L'arbre, du fait de sa transparence, prend la figure d'une pure forme, vide. Les failles, d'abord très nettes, deviennent floues. Les fibres éclatent. Le vide gagne du terrain. Mais peu à peu, s'éveillant davantage, il comprend que le vide est plein. Plein de quoi se demande-t-il ? Plein de promesses ou de regrets ? Mais il laisse ces passions, un instant présentes à son esprit, se dissiper.

Ni promesses, ni regrets.

Les traces du grand vent simplement. Il comprend que l'arbre vient du vent et se dirige vers sa propre naissance.

Alors, s'éveillant encore davantage, il laisse son esprit se remplir de la non permanence du monde. Il fait un geste rapide du bras droit. Alors son regard saisit le mouvement de son bras et tente de s'y fixer. Il baisse la tête pour regarder son propre corps. Et il s'aperçoit qu'il est lui-même transparent. Au-delà de lui il aperçoit le vert d'une prairie et quelques moutons au loin.

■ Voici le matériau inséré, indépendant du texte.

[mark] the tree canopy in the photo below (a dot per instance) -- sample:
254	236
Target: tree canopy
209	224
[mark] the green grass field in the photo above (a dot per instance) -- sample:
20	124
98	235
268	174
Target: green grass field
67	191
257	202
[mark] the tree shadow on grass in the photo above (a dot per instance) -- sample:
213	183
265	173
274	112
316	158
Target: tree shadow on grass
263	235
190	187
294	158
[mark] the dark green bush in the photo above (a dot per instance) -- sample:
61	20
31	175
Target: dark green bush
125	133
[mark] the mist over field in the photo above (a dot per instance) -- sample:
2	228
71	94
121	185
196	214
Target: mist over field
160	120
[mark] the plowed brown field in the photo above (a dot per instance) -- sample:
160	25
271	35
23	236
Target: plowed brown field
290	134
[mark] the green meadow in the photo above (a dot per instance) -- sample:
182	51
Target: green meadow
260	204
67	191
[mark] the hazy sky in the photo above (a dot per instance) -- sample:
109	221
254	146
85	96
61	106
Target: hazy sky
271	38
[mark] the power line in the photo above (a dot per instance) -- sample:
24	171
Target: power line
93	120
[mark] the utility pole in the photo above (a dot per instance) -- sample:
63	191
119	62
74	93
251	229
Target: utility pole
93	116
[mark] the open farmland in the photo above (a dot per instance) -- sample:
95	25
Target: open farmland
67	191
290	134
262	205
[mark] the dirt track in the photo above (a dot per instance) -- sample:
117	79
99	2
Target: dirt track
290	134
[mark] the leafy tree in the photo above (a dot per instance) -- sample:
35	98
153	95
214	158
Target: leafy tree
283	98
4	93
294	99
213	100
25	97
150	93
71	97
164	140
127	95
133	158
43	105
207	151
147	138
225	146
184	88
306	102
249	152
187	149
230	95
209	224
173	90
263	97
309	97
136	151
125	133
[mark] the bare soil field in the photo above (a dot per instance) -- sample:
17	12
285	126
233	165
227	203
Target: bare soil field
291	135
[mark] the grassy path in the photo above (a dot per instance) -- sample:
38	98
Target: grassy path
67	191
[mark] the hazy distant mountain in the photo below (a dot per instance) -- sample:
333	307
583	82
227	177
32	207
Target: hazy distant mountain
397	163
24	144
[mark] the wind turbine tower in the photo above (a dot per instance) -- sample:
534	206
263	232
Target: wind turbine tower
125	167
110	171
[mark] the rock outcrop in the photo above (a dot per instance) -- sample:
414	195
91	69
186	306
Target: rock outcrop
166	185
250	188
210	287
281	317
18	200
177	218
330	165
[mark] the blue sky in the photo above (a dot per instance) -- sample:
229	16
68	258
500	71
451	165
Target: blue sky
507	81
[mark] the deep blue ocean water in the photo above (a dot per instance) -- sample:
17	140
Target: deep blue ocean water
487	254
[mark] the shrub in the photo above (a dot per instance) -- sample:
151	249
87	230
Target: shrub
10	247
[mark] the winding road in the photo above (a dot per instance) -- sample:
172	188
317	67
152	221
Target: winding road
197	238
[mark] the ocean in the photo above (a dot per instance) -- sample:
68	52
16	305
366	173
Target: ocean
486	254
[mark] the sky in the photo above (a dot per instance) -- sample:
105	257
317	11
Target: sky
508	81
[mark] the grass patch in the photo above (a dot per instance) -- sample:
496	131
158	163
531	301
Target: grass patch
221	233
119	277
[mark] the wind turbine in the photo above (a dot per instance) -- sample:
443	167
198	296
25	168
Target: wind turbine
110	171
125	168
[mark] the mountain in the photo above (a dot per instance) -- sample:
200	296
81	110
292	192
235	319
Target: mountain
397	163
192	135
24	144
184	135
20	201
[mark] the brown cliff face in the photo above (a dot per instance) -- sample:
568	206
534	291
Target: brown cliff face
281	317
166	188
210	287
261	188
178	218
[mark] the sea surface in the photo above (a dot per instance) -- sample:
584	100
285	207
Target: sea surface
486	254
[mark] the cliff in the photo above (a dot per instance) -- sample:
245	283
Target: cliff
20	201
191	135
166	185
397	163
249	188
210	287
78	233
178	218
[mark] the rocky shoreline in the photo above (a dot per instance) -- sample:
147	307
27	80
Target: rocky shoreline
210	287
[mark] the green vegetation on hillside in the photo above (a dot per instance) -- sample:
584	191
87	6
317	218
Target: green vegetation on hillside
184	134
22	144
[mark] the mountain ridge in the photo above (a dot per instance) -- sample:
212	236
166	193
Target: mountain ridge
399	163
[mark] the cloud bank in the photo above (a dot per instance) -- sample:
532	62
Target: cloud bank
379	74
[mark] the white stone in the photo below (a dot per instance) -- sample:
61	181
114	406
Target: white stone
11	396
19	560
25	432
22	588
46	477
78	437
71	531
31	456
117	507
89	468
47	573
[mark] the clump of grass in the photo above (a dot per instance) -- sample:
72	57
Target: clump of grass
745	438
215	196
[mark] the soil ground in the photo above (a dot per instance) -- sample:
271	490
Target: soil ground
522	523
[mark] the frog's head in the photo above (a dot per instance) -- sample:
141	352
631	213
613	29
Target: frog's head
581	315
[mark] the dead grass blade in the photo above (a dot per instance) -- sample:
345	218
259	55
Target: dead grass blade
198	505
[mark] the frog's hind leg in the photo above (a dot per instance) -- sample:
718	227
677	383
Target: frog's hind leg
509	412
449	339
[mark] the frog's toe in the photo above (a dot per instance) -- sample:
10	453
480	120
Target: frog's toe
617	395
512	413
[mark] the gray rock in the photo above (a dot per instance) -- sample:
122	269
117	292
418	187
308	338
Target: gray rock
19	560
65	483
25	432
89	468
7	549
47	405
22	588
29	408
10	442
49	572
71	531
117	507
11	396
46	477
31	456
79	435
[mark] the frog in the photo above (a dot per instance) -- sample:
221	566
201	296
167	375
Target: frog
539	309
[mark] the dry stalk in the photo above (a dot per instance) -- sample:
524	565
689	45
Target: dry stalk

La rapidité du geste de son bras a été telle qu'il n'a pas réussi à le fixer de son regard, pourtant vif. D'abord un doute s'installe : est-il pleinement réveillé ou ne fait-il que rêver ? Mais l'évidence de l'éveil s'impose à lui, spontanément. Il comprend qu'il est sans soi. Qu'il est lui-même impermanence.

C'est grâce à la mobilité interne de son corps et de son esprit qu'il peut saisir la transparence et les torsions de l'arbre qui, sinon, lui seraient restées masquées. Il lui faut encore apprendre à se rendre plus disponible aux vibrations, apprendre à se mettre à l'unisson. Il ne sait pas encore ce qui se trouve dans le vide, dont il voit, encore plus clairement qu'avant, qu'il gagne du terrain.

Alors, il se retourne sur lui-même, sur son esprit. Il opère un cercle virtuel. Son regard se fixe en lui. Et il y voit distinctement le noyau d'impermanence, sa non identité. Il le contemple. Ses pensées s'y perdent. Et finalement, il comprend. Il vient de s'éveiller pleinement.